そしていつも通りランニングを終え、暗いリビングで用意していたお茶を飲んでいたのだが…
ガチャッと扉が開くような音が聞こえた。
(ん?扉の音…玄関の方か?)
コップを置いた後、音の出処を確認するためにリビングを出て、ゆっくり玄関の方へと向かうが…何も変化はなかった。

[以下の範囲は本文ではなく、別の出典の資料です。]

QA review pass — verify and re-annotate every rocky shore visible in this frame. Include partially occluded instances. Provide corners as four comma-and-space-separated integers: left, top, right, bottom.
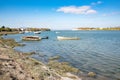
0, 38, 82, 80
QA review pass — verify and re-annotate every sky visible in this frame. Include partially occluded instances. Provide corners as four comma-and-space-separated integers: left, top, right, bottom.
0, 0, 120, 30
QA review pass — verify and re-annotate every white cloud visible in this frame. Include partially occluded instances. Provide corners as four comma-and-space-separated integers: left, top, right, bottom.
57, 6, 97, 14
91, 1, 102, 5
103, 12, 120, 16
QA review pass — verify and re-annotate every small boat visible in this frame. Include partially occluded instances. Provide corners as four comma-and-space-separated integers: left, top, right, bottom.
22, 36, 41, 41
55, 32, 60, 33
34, 31, 41, 34
57, 36, 80, 40
42, 36, 49, 39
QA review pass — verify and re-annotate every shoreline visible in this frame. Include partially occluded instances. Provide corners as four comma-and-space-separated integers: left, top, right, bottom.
0, 35, 112, 80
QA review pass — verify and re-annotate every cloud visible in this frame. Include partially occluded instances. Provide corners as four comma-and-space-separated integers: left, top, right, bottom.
91, 1, 102, 5
103, 12, 120, 16
57, 6, 97, 14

(なんだ…?気の所為だったのか?いや、念のため確認するか…)
そうして一通り家を確認するが家族以外に人がいるような痕跡はなかった。
(…なら外に出ていったのか?でもそれならそれでこの家に痕跡が残らないのは謎だ…)
そう考えながら玄関に戻る。
(やっぱり気になるから少しだけ確認してみるか…)
そうして、玄関の扉を開けると微かに音が聞こえる。
「遠くはないな…」
そして、家の横、小さな庭になっている場所から聞こえてくることを確認して息を殺して近づく。
「…」
そして、角についたシュウはゆっくりと角の先を覗き込む。
…
……
………
その先にいたのは腕立て伏せをしているスーだった。
「なんだ…スーが腕立て伏せをしているだけか。」
拍子抜けしてやれやれと言いながら玄関へと戻…
(え?)
そしてさっき自身が発した言葉を改めて考える…
(そんな馬鹿な…)
その結果に動揺しながらも答え合わせのために再び覗き込むとやはり、そこには腕立て伏せをしているスーがいた。
「うん………」
そうして、俺の頭は一瞬思考停止し、脳裏には宇宙が広がったがすぐに意識を取り戻した俺は現実逃避をするかのように静かに退散…
ボキッ…
「あっ…」
「え?」
俺は真下の音の正体である木の枝に視線が誘導された後、スーのいた場所に視線を戻す。
「………」
「………」
そして目が合ってしまい、互いに気まずい沈黙の時間が流れ、お互い汗がダラダラダラダラと滝のように溢れだす。
「……バ」
「バ?」
「バブーバブー」
そして沈黙を破ったスーがハイハイしながら周囲を移動し始めた。
「なーんだ、そうだよ。気の所為に決まってるよな。腕立て伏せとハイハイを勘違いするなんて俺もおっちょこちょいだなぁ…いやー本当。」
そうして納得した俺は玄関に戻…
「ほっ、なんとかごまかせた…」
「そんなことで誤魔化せるかぁ!」
「ですよねぇ!!」
俺は盛大にツッコんでしまった。